Organizational Change | Physical Activity Evaluation Measures

Organizational change measures for physical activity1-3

Physical activity, along with other health habits, require ongoing support from employers. New programs can be added over time and evaluated periodically for their effectiveness in establishing, maintaining, and increasing employee physical activity. For best results, recognition of the benefits of physical activity should become an inherent part of organizational change and corporate culture.

Measuring organization change is an assessment of company-initiated programs and policies that affect most employees regardless of their health status (e.g., establishing walking trails on the company campus). These efforts need to be integrated for greatest effectiveness and will require time for full implementation. Regular measures of employee attitudes and program success are key in determining whether new programs are effective or require further adaptation to prevent continuing investment in ineffective efforts.


  • Determine workplace barriers to employee’s engagement in physical activity
  • Assess current workplace physical activity programs
    • List current physical activity options for employees through worksite and identify number of employees (i.e., participation) using each option. Examples:
      • Number of physical activity programs (e.g., education seminars, group physical activity classes), availability and use of physical activity facilities
      • Availability of educational materials on physical activity
      • Number of physical activity-related policies
      • Number of environmental strategies such as stairway signs, walking trails, and exercise rooms
    • Conduct baseline workplace walkablity audit
      • Number of partnerships with community resources for physical activity such as YMCAs or health clubs
    • Determine costs of current company physical activity programs such as:
      • Gym memberships
      • Capital investment in buildings, facilities, or campus
      • Staffing, equipment, and space
      • Maintenance of on-site fitness equipment or facilities
      • Incentives tied to physical activity programs
    • Conduct survey of employee satisfaction with current workplace supported physical activity options


  • Reassess barriers to employee physical activity
  • Document steps taken and progress toward implementing each intervention selected
    • List numeric goals in each form of intervention within a designated time period (e.g., 12 months from startup):
      • Employee reach (e.g., number of educational pamphlets distributed)
      • Employee participation (e.g., number of desired participants in physical activity classes)
    • Describe timeline for implementation of each planned intervention (e.g., length of time and timing of tasks to develop, initiate, and conduct a mass campaign)
    • Create a baseline budget for new interventions including classes, instructors, classroom space, exercise equipment, gym fees, etc
    • Identify opportunities for new partnerships with community groups who provide physical activity programs (e.g., YMCA, local health department, local health club, etc.)
  • Reassess employee satisfaction regarding workplace supported physical activity programs


  • Measure reductions in the number and type of employee barriers in engaging in physical activity at the workplace
  • Assess changes in workplace physical activity programs
    • Measure changes in the number of physical activity options for employees through the worksite and changes in employee participation using each option before and after the physical activity program or campaign. Examples:
      • Number of new programs developed and offered to employees and participation in these programs
      • Number of new educational materials developed and made available to employees
      • Number of physical activity-related polices developed and implemented compared to baseline
      • Number and type of new environmental support changes made (e.g., number of multi-purpose rooms allocated to physical activity; walking trail or fitness facility built; changes in hours of operation in existing fitness facility)
    • Using the walkability audit tool, the number of walkability enhancements can be documented
      • Number of new partnerships with community groups created to enhance access and opportunity for employees to be physically active
    • Assess changes in program costs from baseline
      • New capital investments made (e.g., on-site fitness facilities)
      • Increases in staffing or equipment needs due to new program offerings
      • New incentives or changes in existing incentives based on employee participation
    • Assess changes in survey responses for employee satisfaction following implementation of a workplace supported physical activity program and compare with baseline

Depending on goal success, evaluate the need to adjust workplace programs.

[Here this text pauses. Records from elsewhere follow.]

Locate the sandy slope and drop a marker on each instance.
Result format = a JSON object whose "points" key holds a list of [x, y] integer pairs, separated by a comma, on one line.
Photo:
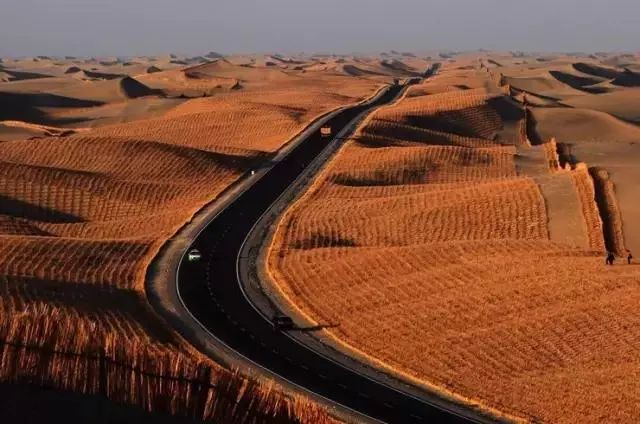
{"points": [[434, 254], [82, 215]]}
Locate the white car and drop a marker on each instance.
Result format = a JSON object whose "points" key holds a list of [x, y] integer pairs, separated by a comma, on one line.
{"points": [[194, 255]]}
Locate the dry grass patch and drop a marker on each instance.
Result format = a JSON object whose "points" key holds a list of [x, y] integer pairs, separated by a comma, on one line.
{"points": [[434, 258]]}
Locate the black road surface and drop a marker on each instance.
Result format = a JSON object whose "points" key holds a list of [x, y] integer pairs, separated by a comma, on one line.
{"points": [[211, 291]]}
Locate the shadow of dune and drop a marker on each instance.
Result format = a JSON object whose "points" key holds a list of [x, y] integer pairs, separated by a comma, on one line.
{"points": [[579, 83], [508, 111], [24, 107], [21, 75], [20, 209], [626, 78], [89, 300], [202, 160]]}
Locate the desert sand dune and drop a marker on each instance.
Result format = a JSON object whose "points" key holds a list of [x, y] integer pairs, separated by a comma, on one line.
{"points": [[582, 125], [438, 257], [82, 215], [624, 104]]}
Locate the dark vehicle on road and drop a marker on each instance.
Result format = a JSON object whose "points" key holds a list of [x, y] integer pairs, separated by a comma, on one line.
{"points": [[282, 323]]}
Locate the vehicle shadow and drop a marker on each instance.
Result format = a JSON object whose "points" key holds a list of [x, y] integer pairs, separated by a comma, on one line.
{"points": [[313, 328]]}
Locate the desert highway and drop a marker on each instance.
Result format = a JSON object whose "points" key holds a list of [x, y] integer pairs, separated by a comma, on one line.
{"points": [[211, 291]]}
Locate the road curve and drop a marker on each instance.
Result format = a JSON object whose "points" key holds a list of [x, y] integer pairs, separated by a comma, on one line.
{"points": [[211, 292]]}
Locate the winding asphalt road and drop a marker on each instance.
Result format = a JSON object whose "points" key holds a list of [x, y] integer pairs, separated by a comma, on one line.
{"points": [[211, 291]]}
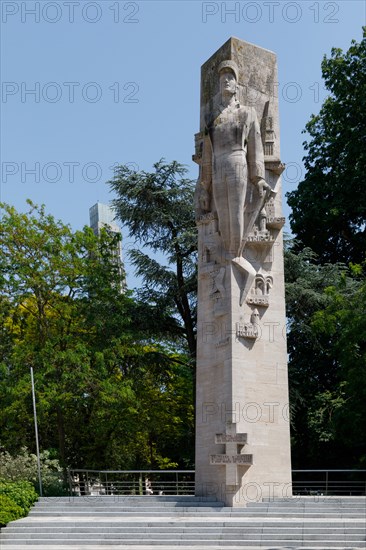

1.  Centers for Disease Control and Prevention. Framework for program evaluation in public health. Morbidity and Mortality Weekly Report 1999;48(No. RR-11): 1-40.

3.  Goetzel RZ, Ozminkowski RJ. Program evaluation. In: O’Donnell MP, editor. Health promotion in the workplace, 3rd edition. Albany, NY: Delmar Thomson Learning; 2002. p 116-165.

3.  US Department of Health and Human Services. Physical activity evaluation handbook. Atlanta, GA: US Department of Health and Human Services, Centers for Disease Control and Prevention; 2002.